The recent COVID-19 outbreak has brought another heavy storm to harm the mental health of the population in Italy. With increased social isolation, the general sense of grief and fear, alongside the grim economic prospects, we can reasonably expect anxiety, stress, and potential mental illness to escalate. Moreover, individuals who have existing mental health conditions may face challenges in their access to care and service continuity due to the interruptions in the health care system. The findings of our research can be critically relevant for the socioeconomic crisis that follows the pandemic disaster.

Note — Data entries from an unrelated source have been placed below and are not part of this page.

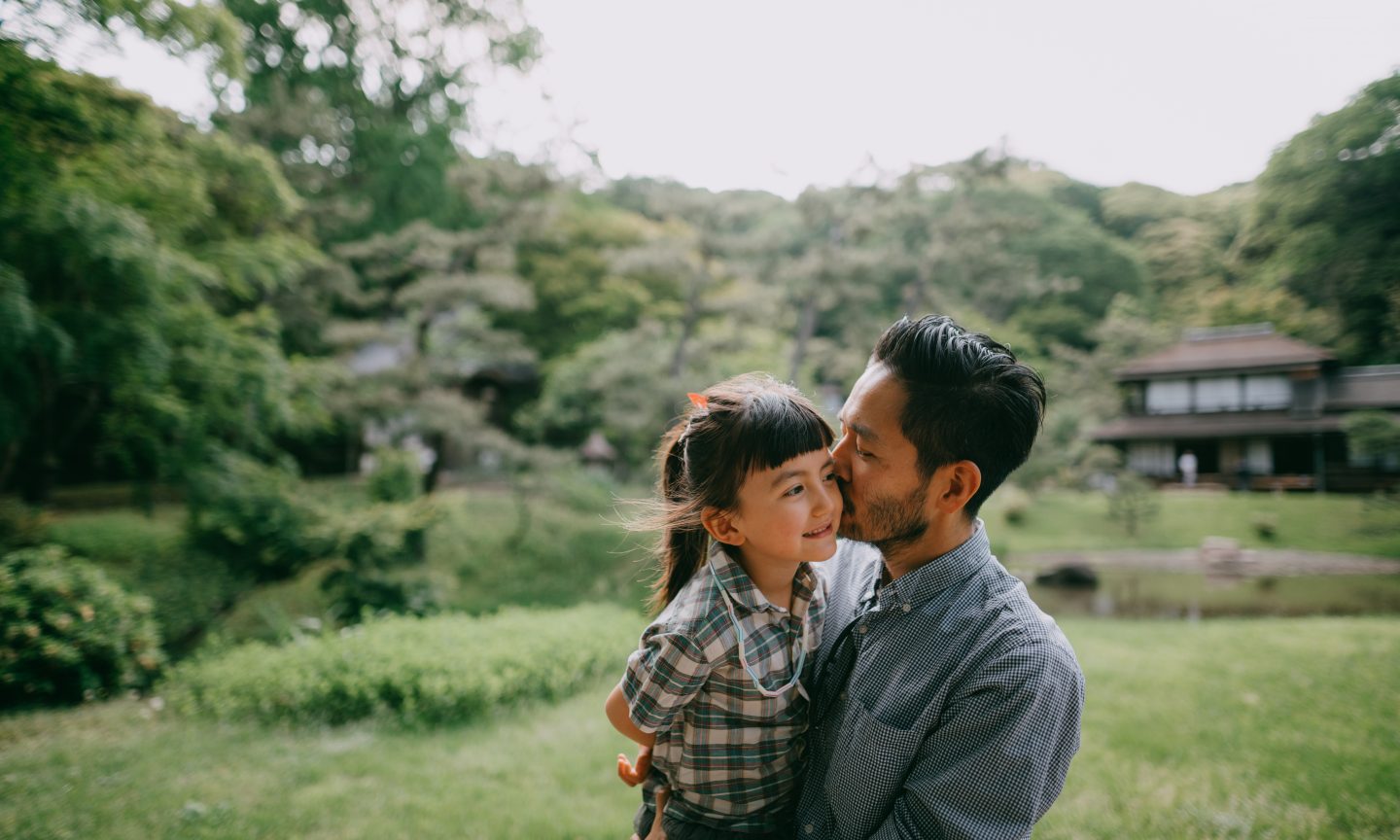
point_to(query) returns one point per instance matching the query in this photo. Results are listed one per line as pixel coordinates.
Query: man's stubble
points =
(888, 522)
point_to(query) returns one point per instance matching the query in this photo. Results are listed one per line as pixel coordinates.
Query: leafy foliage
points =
(1324, 225)
(395, 477)
(139, 337)
(69, 632)
(447, 670)
(257, 518)
(188, 588)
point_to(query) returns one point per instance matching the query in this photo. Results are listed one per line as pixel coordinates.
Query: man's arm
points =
(999, 754)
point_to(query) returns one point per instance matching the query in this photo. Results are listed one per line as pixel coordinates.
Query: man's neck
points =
(939, 540)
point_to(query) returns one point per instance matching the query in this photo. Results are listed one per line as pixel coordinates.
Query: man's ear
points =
(719, 524)
(960, 482)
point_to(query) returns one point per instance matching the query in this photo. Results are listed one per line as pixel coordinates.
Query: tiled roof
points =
(1227, 350)
(1377, 387)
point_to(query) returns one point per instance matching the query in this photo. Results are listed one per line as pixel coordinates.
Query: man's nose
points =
(842, 455)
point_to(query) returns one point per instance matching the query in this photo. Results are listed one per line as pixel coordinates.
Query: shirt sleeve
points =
(999, 756)
(662, 677)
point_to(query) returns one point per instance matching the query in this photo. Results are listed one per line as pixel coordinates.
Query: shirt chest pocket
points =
(868, 767)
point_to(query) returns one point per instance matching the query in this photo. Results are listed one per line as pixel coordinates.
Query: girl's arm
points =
(616, 707)
(633, 775)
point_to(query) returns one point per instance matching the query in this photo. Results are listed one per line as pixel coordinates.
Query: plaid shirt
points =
(947, 705)
(729, 754)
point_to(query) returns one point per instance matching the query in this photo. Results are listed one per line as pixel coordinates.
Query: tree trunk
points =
(805, 328)
(12, 452)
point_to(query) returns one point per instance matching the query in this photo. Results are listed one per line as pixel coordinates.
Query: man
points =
(945, 703)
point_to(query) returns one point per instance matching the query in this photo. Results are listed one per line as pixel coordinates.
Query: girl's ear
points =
(719, 525)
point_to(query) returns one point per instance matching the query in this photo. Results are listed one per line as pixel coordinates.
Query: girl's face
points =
(789, 512)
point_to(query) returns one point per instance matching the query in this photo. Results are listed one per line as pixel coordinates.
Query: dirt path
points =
(1250, 562)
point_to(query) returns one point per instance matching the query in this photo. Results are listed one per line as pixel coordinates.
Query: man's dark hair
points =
(969, 400)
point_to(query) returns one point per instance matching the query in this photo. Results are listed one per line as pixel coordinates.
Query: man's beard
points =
(888, 522)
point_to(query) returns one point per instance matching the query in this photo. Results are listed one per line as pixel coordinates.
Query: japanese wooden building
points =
(1257, 409)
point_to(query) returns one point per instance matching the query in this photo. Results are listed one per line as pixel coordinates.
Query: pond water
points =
(1135, 592)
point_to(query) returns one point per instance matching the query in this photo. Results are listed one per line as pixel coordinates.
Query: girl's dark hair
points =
(751, 423)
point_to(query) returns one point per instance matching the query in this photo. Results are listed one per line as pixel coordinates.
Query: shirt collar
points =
(745, 594)
(939, 573)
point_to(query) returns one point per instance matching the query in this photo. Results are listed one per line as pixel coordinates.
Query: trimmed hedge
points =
(410, 671)
(188, 588)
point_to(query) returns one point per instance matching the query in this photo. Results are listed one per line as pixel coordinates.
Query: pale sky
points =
(777, 95)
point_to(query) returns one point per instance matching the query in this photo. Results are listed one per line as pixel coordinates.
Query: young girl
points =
(715, 693)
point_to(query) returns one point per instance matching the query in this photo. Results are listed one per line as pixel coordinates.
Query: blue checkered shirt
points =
(961, 712)
(729, 754)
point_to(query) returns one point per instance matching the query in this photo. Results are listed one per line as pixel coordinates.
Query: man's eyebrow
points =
(792, 473)
(865, 432)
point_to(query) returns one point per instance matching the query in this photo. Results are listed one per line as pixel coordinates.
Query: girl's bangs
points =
(780, 429)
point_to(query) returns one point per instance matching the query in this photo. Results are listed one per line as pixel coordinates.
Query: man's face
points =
(885, 497)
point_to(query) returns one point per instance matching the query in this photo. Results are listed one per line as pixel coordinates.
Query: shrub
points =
(444, 670)
(188, 588)
(255, 518)
(377, 544)
(21, 525)
(1132, 502)
(69, 632)
(1015, 505)
(397, 476)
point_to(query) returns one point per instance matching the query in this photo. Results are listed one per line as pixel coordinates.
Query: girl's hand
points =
(633, 775)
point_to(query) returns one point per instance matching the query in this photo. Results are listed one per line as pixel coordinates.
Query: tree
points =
(365, 102)
(1324, 225)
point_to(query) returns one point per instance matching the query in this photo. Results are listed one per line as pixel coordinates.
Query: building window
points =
(1152, 458)
(1219, 394)
(1168, 397)
(1267, 392)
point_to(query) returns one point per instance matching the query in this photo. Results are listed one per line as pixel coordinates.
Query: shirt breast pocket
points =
(868, 769)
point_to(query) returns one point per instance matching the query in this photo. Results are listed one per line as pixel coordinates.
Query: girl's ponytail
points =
(683, 538)
(742, 425)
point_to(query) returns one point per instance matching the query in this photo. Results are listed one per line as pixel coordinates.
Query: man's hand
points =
(633, 775)
(658, 830)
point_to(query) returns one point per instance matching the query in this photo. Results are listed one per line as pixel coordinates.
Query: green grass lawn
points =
(1281, 728)
(1079, 521)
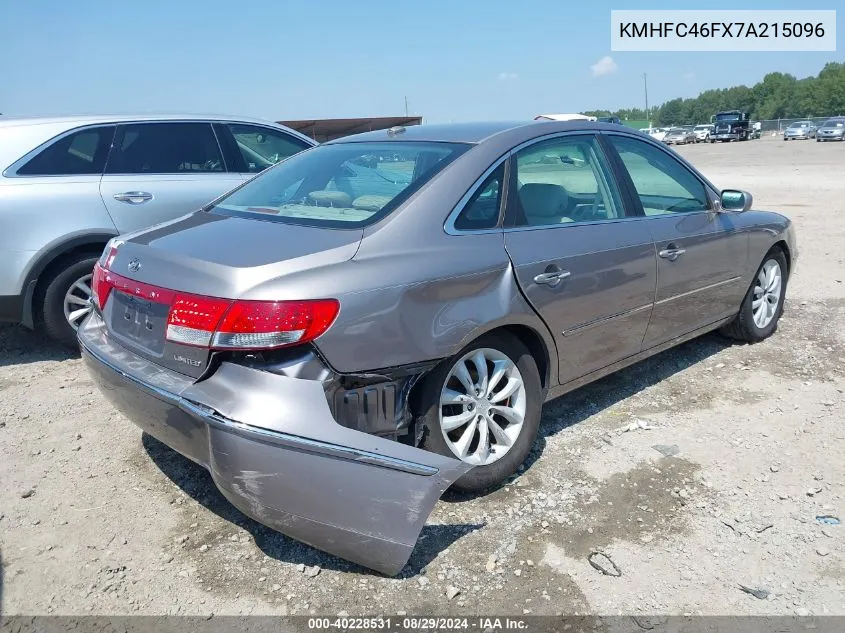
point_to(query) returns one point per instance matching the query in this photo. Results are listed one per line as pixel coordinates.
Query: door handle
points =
(672, 252)
(552, 278)
(133, 197)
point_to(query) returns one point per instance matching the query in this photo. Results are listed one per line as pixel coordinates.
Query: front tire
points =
(66, 299)
(762, 306)
(483, 406)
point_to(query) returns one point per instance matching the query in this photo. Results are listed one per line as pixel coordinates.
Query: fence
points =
(779, 125)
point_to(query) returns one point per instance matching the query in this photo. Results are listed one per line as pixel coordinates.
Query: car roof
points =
(473, 133)
(10, 121)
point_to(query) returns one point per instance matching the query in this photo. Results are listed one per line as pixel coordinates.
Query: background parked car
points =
(799, 130)
(68, 185)
(702, 132)
(832, 130)
(679, 136)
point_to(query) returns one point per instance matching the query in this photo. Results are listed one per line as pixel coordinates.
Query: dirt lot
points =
(96, 519)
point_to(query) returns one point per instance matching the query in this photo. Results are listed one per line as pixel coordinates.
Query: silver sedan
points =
(381, 317)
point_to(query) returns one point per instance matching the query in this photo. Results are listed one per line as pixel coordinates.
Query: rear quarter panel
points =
(426, 304)
(765, 229)
(39, 215)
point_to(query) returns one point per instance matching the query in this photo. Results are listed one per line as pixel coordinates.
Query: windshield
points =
(341, 185)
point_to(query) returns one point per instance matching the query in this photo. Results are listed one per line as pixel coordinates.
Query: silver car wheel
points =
(482, 406)
(766, 299)
(77, 301)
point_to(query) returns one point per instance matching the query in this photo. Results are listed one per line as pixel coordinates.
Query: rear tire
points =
(750, 325)
(64, 297)
(510, 353)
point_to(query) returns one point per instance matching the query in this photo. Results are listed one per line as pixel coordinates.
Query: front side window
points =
(165, 148)
(663, 184)
(342, 185)
(80, 153)
(482, 210)
(263, 147)
(563, 180)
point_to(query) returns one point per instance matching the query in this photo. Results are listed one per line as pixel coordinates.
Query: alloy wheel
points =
(77, 302)
(767, 289)
(482, 406)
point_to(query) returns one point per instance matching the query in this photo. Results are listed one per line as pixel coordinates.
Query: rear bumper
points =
(275, 452)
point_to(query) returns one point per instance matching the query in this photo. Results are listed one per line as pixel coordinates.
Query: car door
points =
(583, 263)
(250, 149)
(700, 252)
(157, 171)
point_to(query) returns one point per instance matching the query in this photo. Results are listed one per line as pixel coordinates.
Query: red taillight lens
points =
(267, 324)
(193, 319)
(100, 286)
(224, 323)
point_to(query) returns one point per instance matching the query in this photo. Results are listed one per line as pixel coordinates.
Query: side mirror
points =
(736, 200)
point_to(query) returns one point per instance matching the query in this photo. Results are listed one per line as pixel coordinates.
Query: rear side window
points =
(165, 148)
(563, 180)
(80, 153)
(262, 147)
(482, 210)
(663, 184)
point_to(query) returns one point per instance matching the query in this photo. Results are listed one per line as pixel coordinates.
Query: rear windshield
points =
(341, 185)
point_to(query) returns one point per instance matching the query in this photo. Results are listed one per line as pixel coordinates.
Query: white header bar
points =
(723, 30)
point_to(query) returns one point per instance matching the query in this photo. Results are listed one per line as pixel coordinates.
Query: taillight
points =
(223, 323)
(100, 286)
(267, 324)
(192, 319)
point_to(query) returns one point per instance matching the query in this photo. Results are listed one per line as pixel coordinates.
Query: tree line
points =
(777, 96)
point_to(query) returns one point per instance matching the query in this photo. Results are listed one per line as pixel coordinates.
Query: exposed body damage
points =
(366, 498)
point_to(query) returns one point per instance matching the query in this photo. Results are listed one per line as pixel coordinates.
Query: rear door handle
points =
(133, 197)
(671, 252)
(552, 278)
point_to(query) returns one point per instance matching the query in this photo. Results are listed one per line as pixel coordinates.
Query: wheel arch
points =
(51, 260)
(534, 336)
(786, 253)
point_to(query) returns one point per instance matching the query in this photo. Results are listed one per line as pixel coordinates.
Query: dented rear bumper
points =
(277, 454)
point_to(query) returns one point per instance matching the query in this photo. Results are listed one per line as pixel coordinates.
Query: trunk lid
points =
(209, 255)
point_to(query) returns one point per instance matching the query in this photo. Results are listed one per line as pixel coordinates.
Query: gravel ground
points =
(733, 453)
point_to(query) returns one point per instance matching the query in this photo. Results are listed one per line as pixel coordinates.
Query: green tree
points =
(778, 96)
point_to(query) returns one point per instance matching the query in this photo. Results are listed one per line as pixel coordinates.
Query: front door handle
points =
(552, 278)
(133, 197)
(671, 252)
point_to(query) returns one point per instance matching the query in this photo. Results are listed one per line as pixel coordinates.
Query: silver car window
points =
(79, 153)
(342, 185)
(165, 148)
(563, 180)
(662, 183)
(262, 147)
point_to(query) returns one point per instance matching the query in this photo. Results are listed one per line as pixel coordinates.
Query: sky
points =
(457, 60)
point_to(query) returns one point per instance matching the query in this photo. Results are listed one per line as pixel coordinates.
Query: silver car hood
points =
(195, 253)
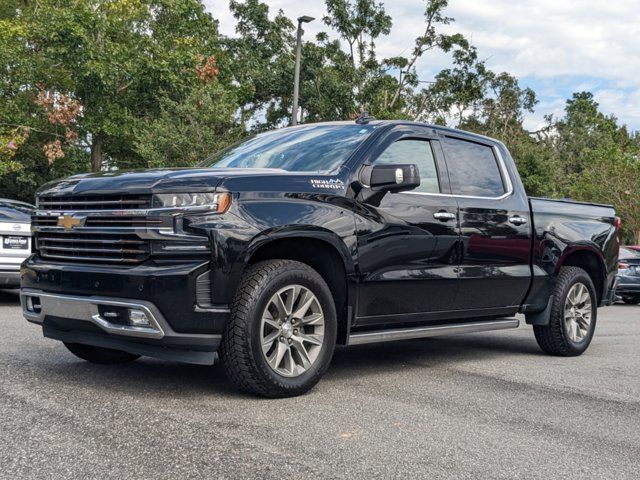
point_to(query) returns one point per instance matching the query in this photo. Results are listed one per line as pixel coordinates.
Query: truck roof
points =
(440, 128)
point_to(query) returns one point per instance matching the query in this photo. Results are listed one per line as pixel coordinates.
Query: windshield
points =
(629, 254)
(15, 211)
(312, 148)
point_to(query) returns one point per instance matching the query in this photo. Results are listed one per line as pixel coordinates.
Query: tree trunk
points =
(96, 153)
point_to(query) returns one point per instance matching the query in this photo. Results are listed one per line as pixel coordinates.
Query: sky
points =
(555, 47)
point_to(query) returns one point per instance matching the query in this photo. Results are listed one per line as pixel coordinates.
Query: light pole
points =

We, therefore, hope to pave the way for more empirical evidence on the ramification of the COVID-19 crisis on the mental health care in various countries.

An estimated 970 million people around the world suffer from mental distress, and the prevalence of, for instance, depression has risen more than 40% over the past 30 years [71]. The overwhelming phenomenon reflects a combination of the rising needs and the increasing awareness to seek treatment. How society perceives mental illness patients and how health care systems allocate resources to treatment and social policies will be a long-lasting debate. We hope that our study can bring to light the importance of adequate policy responses to address the psychological aspects of large-scale socioeconomic shocks in the long term. Specifically, more resources should be invested in social services and mental health specialist, both at the workplace and at the community level, to meet the future surge of needs and to prevent the loss of human capital and consequently labour market opportunities.